While some states may not have those capabilities in place, officials here assert that Louisiana does. However, Assistant State Health Department Secretary Dr. Alexander Billioux has repeatedly noted that identifying cases, locating individuals who may have been exposed and adhering to strict isolation measures in those cases will only be as effective as residents are cooperative.

Dr. Avegno says the New Orleans Health Department stands ready to assist the state with contact tracing. 

Some 250 contact tracers are expected to be in place and working by May 17. Mayor Cantrell says one of the state’s contact tracing call centers will be in New Orleans. In all, Gov. Edwards has said Louisiana expects to hire at least 700 contact tracers. 

The Governor also says that Louisiana is on pace to test 200,000 resident per month beginning in May thanks to a commitment of additional testing supplies from the federal government.

And while there have been new cases every day since May 9, over the last few weeks, Louisiana has mostly seen a trending decline in both the number of hospitalizations and in ventilator use—signaling that when new cases begin to appear, the healthcare system should be equipped to handle them without being overwhelmed

Phase One for Orleans Parish

In New Orleans, shopping malls and retail stores with exterior entrances, restaurants, bars with state food permits, churches, beauty salons and barber shops, zoos, aquariums, museums, libraries, and childcare facilities are among the businesses that will be allowed to reopen in Phase One with some conditions.

In the first phase of reopening, businesses can only operate at 25 percent of their permitted capacity. For indoor seating, restaurants must arrange tables so that individual parties are six feet apart. In New Orleans, guidelines specify that restaurants should not serve any alcoholic beverage to a patron who is not also purchasing food and that theu cannot allow patrons to play video poker machines. In the case of beauty salons and barber shops, services are by appointment only, chairs must be six feet apart, gloves must be worn and changed between customers.

Churches and movie theaters are also limited to 25 percent of permitted occupancy or 100 people, whichever is fewer.

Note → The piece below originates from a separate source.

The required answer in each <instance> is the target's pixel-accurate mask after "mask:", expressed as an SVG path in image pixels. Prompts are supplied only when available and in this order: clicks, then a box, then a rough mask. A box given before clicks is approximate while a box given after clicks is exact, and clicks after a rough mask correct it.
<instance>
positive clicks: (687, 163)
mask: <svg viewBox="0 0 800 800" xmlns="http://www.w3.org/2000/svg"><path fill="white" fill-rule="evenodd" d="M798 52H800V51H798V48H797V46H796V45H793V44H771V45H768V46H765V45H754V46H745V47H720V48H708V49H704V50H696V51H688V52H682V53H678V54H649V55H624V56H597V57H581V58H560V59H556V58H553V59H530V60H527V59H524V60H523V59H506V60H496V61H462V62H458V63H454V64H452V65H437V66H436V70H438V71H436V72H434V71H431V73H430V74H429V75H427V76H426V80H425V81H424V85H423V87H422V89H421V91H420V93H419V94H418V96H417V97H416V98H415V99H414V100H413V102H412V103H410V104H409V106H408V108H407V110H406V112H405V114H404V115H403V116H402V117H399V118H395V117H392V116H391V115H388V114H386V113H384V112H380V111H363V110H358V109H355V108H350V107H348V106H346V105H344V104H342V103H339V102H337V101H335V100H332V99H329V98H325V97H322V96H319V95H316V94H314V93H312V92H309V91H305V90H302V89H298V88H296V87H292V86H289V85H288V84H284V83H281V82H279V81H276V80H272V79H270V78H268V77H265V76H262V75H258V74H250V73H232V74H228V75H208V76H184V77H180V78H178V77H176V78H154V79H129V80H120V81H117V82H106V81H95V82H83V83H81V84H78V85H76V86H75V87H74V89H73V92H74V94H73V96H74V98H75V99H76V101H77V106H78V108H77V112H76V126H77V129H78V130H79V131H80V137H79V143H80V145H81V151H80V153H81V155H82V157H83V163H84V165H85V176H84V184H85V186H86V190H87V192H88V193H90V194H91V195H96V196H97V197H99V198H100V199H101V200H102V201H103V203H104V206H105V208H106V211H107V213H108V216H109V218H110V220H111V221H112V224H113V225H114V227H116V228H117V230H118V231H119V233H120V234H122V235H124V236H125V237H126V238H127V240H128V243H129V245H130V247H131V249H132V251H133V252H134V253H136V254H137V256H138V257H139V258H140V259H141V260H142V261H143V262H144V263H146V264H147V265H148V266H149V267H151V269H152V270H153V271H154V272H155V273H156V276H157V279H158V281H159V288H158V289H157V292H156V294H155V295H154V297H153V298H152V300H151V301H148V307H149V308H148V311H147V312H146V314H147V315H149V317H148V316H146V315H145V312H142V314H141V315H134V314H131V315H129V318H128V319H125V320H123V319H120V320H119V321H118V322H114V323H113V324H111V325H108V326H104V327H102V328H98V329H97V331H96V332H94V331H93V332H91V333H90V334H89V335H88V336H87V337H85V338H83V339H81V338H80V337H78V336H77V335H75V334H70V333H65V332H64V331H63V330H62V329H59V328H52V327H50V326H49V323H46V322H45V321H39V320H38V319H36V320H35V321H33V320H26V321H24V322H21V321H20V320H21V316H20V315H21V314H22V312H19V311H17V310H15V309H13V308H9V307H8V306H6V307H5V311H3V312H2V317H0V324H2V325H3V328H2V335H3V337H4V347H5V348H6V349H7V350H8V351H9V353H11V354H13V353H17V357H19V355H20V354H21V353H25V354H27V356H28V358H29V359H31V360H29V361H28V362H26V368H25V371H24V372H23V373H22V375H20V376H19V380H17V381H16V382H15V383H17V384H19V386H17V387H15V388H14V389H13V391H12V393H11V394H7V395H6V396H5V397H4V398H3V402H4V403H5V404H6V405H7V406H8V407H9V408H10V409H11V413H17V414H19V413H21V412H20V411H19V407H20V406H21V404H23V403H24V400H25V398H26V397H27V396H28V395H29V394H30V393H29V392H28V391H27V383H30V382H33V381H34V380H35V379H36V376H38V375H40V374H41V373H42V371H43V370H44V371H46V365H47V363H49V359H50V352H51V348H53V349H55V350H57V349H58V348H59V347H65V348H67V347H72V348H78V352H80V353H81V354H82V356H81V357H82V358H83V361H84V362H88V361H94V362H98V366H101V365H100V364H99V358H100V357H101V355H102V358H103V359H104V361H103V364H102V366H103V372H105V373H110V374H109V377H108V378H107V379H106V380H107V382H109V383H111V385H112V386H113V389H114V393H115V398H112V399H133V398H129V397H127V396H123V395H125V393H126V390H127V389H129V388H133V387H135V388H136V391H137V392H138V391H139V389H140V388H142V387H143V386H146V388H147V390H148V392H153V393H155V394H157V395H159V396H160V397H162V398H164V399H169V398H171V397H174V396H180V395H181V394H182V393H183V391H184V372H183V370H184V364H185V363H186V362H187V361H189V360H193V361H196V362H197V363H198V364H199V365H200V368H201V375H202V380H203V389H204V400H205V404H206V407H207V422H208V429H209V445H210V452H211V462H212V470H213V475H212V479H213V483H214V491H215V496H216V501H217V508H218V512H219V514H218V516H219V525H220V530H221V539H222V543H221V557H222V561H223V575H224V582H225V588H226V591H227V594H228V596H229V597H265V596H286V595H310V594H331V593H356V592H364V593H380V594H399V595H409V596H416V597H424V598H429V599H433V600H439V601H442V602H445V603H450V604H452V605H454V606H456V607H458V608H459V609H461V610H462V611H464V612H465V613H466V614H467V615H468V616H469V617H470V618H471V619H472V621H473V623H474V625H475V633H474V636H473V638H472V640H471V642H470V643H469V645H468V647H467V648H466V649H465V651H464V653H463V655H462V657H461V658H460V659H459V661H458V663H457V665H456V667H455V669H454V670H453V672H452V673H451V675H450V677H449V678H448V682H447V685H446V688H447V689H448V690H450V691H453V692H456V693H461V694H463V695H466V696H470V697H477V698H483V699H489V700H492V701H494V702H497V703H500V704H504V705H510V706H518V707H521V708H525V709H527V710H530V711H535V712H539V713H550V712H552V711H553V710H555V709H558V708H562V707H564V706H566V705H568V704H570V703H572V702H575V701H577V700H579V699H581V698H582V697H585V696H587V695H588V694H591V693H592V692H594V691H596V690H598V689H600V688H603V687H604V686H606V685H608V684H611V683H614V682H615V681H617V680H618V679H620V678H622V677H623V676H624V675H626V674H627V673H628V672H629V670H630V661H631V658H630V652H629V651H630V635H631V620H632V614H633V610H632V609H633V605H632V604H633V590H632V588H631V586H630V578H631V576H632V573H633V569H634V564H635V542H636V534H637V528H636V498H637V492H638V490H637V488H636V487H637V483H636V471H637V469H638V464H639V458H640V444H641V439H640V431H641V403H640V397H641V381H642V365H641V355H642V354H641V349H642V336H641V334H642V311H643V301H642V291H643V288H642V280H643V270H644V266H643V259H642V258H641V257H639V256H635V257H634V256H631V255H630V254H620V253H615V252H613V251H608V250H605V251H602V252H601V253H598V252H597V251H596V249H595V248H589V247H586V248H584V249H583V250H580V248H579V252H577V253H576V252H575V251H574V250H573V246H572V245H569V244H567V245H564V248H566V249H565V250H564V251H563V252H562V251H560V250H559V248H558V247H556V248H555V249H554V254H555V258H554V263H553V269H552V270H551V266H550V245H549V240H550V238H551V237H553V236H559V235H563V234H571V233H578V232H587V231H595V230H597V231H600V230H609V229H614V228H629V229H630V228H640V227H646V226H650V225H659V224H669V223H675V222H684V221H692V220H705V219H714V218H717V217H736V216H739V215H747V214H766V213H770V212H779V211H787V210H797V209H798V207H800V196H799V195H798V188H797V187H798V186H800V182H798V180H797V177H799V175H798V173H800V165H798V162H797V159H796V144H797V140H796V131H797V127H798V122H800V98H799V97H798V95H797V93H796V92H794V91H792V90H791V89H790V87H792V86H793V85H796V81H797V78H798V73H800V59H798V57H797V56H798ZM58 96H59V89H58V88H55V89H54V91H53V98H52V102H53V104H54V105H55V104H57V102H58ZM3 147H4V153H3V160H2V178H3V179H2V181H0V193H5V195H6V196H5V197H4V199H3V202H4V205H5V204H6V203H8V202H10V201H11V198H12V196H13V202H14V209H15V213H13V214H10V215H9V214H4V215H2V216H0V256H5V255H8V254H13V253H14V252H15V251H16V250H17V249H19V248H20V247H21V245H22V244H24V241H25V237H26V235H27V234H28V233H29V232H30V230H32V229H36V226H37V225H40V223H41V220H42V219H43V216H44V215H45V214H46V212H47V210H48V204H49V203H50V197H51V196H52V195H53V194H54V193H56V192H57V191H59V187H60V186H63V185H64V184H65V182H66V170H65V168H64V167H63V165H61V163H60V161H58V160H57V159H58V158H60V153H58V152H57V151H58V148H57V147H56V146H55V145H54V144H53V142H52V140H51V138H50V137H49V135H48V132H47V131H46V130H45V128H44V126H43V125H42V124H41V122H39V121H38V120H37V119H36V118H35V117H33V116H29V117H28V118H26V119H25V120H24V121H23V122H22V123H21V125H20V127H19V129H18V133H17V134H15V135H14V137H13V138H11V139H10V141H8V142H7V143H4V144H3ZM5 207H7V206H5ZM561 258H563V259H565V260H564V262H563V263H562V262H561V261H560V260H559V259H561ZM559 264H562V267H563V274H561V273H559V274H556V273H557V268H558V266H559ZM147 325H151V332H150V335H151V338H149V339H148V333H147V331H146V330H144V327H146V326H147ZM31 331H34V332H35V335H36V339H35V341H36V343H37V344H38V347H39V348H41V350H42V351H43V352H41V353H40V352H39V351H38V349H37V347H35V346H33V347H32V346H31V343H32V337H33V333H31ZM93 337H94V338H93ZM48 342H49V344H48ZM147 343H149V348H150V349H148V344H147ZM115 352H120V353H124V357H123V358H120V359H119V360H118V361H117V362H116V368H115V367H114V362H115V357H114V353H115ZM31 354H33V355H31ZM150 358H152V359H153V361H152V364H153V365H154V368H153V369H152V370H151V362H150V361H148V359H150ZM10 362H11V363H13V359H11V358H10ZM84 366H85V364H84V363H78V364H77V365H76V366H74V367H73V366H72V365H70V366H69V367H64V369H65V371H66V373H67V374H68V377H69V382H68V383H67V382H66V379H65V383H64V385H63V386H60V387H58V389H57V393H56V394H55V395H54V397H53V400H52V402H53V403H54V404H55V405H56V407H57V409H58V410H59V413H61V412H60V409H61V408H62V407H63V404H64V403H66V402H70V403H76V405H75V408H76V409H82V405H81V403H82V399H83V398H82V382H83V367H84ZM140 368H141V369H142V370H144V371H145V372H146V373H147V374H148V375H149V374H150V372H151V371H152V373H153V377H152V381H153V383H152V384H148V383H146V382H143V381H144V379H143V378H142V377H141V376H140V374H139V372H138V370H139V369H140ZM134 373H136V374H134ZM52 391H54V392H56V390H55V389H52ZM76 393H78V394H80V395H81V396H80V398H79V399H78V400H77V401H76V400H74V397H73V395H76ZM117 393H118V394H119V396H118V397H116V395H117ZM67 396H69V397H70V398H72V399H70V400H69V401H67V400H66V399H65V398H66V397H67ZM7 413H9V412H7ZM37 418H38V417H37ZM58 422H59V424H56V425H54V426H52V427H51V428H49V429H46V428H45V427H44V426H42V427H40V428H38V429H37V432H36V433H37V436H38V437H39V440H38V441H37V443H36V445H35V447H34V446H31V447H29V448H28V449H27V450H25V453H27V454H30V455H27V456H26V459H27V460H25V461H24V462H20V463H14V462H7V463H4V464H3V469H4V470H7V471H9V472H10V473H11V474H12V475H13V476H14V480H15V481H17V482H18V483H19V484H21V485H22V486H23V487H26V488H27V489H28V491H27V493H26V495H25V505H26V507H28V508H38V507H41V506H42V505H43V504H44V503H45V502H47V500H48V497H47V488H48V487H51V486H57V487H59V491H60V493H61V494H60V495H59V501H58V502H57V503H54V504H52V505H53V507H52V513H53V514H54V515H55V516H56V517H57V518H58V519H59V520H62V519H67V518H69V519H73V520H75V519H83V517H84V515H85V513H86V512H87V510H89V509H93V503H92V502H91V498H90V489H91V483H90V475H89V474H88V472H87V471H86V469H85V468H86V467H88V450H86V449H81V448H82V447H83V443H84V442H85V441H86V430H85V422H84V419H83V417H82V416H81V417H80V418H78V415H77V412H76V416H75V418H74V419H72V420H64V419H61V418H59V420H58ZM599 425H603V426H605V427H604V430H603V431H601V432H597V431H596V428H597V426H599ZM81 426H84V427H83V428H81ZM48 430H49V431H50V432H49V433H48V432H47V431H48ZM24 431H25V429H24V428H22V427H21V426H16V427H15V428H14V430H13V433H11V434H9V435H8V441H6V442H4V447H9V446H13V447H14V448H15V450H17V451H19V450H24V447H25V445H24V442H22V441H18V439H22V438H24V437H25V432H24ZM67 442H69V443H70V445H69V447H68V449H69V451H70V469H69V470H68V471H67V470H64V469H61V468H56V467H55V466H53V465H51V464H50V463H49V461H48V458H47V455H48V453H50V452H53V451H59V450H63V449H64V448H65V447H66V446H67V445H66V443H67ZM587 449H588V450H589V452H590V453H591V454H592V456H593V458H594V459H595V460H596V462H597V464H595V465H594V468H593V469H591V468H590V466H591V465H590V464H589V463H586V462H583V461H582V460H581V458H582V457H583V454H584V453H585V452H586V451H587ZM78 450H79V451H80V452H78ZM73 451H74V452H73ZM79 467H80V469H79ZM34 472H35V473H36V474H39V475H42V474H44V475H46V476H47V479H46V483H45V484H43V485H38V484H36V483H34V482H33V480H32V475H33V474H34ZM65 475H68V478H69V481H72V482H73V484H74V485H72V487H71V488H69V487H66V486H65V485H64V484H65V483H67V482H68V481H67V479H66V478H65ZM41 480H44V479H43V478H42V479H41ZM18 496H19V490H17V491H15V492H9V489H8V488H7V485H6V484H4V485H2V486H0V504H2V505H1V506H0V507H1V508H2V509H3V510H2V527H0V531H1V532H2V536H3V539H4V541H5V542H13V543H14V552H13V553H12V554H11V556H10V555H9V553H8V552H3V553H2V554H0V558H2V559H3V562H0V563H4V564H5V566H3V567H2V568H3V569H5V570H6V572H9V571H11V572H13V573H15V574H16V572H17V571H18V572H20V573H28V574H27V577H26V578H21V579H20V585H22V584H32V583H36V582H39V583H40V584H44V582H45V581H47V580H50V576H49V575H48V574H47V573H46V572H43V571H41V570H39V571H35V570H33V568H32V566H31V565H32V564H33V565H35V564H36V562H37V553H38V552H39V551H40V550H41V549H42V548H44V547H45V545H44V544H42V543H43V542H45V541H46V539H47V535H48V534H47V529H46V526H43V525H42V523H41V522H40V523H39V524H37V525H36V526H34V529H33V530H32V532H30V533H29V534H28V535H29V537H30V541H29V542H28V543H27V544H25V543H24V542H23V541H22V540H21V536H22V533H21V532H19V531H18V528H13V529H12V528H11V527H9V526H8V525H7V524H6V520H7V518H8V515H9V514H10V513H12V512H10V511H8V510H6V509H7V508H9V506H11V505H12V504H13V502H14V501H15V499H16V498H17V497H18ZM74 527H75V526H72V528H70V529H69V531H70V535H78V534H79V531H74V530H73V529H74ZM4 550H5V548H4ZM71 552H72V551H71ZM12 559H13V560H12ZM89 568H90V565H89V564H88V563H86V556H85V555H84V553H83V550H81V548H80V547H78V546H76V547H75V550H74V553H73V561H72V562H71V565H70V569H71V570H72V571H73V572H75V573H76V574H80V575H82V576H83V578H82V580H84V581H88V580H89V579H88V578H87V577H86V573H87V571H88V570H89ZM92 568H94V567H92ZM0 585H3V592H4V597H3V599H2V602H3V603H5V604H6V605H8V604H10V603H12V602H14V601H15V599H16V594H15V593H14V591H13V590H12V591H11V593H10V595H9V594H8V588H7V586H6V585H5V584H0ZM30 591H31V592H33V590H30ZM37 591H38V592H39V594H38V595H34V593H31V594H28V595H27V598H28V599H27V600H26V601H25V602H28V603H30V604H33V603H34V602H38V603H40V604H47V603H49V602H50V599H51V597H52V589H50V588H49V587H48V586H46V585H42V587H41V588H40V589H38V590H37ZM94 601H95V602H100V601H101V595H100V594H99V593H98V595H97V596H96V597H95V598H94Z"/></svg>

And because of social distancing guidelines, church choirs are still not permitted.

Childcare facilities, schools and extracurricular programs can resume with a limit of 10 people per group, meaning one adult for every nine children in these programs.

Gyms and fitness centers can open at a 25 percent of their capacity, but no contact sports or group fitness classes are allowed, and the use of locker rooms, showers, saunas, and spas are also prohibited.

In conjunction with the eased restrictions, the New Orleans Regional Transit Authority is ramping up services and reinstituting fares. All buses will run a Saturday schedule seven days a week. And all suspended lines will resume service beginning Sunday, May 17.

Audubon Riverview Park reopens to pedestrians and bicycle traffic on May 16, but no cars will be allowed. The opening of Audubon’s zoo, insectarium and aquarium are likely weeks away as Audubon officials work to ensure these facilities meet protocols such as social distancing and capacity guidelines.